Malta Development Bank to act as catalyst for alternative finance, minister tells investment conference

 

Edward Scicluna said the bank would act as a lender of last resort, while laso financing big projects whose nature ‘will inhibit commerical banks’

Finance minister Edward Scicluna
Finance minister Edward Scicluna

The Malta Development Bank will operate under the statergic  objective of addressing market failures by offering financing facilities to support productive and viable operations where the market is unable or unwilling to accomodate such activites, according to Finance minister Edward Scicluna.

Addressing a conference with the theme “Investment and Investment Finance – the case of Malta”, Scicluna said the the bank’s operations would be focusing on the provision of facilities to SMEs and infrastrucutre projects that conribute to national or regional development.

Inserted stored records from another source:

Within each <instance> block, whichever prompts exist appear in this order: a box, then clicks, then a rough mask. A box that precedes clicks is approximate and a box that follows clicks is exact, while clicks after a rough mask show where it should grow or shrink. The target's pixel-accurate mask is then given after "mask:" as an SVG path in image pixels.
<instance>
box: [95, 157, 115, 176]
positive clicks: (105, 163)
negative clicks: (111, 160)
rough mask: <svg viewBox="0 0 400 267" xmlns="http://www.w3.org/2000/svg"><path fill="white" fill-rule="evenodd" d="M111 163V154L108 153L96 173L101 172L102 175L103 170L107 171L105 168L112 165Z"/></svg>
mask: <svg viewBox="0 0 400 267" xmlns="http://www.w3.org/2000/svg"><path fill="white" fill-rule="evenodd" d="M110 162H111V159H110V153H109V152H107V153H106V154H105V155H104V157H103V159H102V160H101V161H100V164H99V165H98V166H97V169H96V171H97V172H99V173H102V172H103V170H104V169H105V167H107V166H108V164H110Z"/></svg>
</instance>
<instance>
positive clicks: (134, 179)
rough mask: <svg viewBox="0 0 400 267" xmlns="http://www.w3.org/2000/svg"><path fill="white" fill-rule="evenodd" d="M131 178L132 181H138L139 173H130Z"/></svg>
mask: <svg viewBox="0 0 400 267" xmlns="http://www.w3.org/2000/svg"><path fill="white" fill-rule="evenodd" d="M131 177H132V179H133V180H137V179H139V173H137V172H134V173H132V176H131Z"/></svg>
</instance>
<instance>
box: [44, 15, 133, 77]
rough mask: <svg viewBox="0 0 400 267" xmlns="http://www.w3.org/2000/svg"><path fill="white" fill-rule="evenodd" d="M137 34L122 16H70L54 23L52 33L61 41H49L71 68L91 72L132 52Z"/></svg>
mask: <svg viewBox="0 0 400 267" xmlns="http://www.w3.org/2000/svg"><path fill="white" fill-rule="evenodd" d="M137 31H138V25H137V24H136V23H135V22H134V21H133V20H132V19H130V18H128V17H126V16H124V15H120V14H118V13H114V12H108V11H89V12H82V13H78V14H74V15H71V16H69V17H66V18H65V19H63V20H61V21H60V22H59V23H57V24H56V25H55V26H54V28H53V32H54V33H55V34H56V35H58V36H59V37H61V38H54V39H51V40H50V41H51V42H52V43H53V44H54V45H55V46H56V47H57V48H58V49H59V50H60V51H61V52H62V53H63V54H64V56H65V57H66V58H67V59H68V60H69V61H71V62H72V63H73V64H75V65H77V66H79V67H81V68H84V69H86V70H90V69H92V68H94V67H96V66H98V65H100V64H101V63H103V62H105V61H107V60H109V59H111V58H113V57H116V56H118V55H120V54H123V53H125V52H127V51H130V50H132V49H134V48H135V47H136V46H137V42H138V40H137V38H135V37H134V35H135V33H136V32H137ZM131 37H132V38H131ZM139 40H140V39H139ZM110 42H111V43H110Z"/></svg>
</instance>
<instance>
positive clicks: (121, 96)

The conference was organised jointly by the European Investent Bank and the Central Bank of Malta and was attended by “senior officials from leading public and private institutions, embassies and commercial companies,” the ministry said in a statement.

It quoted the minister as saying that rather than being driven by purely commercial considerations and profit maximisation, the MDB “would be primarily committed to supporting socio-economic objectives in the public interest”.

“It will thus be complementing and supplementing the operations of market players in the financial system, rather than offering any form of competition,” said Scicluna.

“In effect, it will be operating as a lender of last resort on a non-competitive basis as well as financing those projects, such as large infrastructure projects, which, because of their long gestation period and risk profile, will inhibit commercial banks to finance such investment.”

Moreover, the minister said the bank “could also act as a catalyst to encourage credit institutions to participate in syndicated loans for local inftastructure development, provide guarantees, or co-finance such projects with credit institutions or directly under a Public-Private Partnership initiative”.

 “Malta’s Development Bank will also seek opportunities to increase the utilisation of the European Fund for Strategic Investments and enhance the financing of infrastructure by blending its resources with other EU funding instruments,” concluded Minister Scicluna.